When he arrived in St. Louis he soon found himself at the end of his resources, and was faced with the absolute impossibility of securing work in that city. In company with forty other men he applied at the office of a general agent who had advertised for hands to go down the Mississippi and take up well-paid posts on a Louisiana sugar plantation. The agent demanded a fee of five dollars from each applicant, and, by pooling their resources, the members of this wretched band managed to meet the charge. The same night they were taken on board a steamer which immediately started down river. At three o'clock in the morning they were landed on the river bank about forty miles below St. Louis, at a spot where there was neither house, road, nor clearing. Before the marooned party had time to realize its plight the steamer had disappeared.

A council of war was held, and it was decided that they should tramp back to St. Louis, and put a summary termination to the agent's career by storming his office and murdering him. Whether or not this reckless program would have been carried out it is impossible to say, for when, three days later, the ragged army arrived in the city, worn out with fatigue and half dead from hunger, the agent had decamped.

A reporter happened to pick up the story, and by mere chance met Pulitzer and induced him to write out in German the tale of his experiences. This account created such an impression on the mind of the editor through whose hands it passed that Pulitzer was offered, and accepted, with the greatest misgivings, as he solemnly assured us, a position as reporter on the Westliche Post.

The event proved that there had been no grounds for J. P.'s modest doubts. After he had been some time on the paper, things went so badly that two reporters had to be got rid of.
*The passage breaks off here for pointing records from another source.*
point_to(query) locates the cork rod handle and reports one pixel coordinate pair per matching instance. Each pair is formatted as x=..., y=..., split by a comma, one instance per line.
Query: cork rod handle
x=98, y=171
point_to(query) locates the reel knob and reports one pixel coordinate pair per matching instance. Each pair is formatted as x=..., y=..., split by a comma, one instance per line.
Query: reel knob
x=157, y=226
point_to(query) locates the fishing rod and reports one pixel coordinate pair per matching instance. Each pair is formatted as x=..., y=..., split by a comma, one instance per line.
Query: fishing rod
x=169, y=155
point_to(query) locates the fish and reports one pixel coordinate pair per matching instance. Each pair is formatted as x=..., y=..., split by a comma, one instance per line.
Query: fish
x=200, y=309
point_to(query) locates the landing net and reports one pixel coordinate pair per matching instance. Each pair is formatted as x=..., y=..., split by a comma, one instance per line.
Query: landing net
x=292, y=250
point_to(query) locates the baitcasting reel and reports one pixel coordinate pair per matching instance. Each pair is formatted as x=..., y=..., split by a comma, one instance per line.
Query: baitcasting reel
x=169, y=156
The editor kept Pulitzer on the staff, because he felt that if anyone was destined to force him out of the editorial chair it was not a young, uneducated foreigner, who could hardly mumble half-a-dozen words of English. The editor was mistaken. Within a few years J. P. not only supplanted him but became half- proprietor of the paper.

Another interesting anecdote of his early days, which he told with great relish, related to his experience as a fireman on a Mississippi ferryboat. His limited knowledge of English was regarded by the captain as a personal affront, and that fire-eating old-timer made it his particular business to let young Pulitzer feel the weight of his authority. At last the overwork and the constant bullying drove J. P. into revolt, and he left the boat after a violent quarrel with the captain.

Whenever J. P. reached this point in the story, and I heard him tell it several times, his face lighted up with amusement, and he had to stop until he had enjoyed a good laugh.

"Well, my God!" he would conclude, "about two years later, when I had learned English and studied some law and been made a notary public, this very same captain walked into my office in St. Louis one day to have some documents sealed. As soon as he saw me he stopped short, as if he had seen a ghost, and said, "Say, ain't you the damned cuss that I fired off my boat?"

"I told him yes, I was. He was the most surprised man I ever saw, but after he had sworn himself hoarse he faced the facts and gave me his business."

Mr. Pulitzer always declared that the proudest day of his life, the occasion on which his vanity was most tickled, was when he was elected to the Missouri Legislature. Things were evidently run in a rather happy-go-lucky fashion in those early days, since, as he admitted with a reminiscent smile, he was absolutely disqualified for election, being neither an American citizen nor of age.

Mr. Pulitzer's anecdotes about himself always ended in one way. He would break off suddenly and exclaim, "For Heaven's sake, why do you let me run on like this; as soon as a man gets into the habit of talking about his past adventures he might just as well make up his mind that he is growing old and that his intellect is giving way."

It was this strong disinclination for personal reminiscence which prevented Mr. Pulitzer, despite many urgent appeals, from writing his autobiography. It is a thousand pities that he adhered to this resolution, for his career, as well in point of interest as in achievement and picturesqueness, would have stood the test of comparison with that of any man whose life-story has been preserved in literature.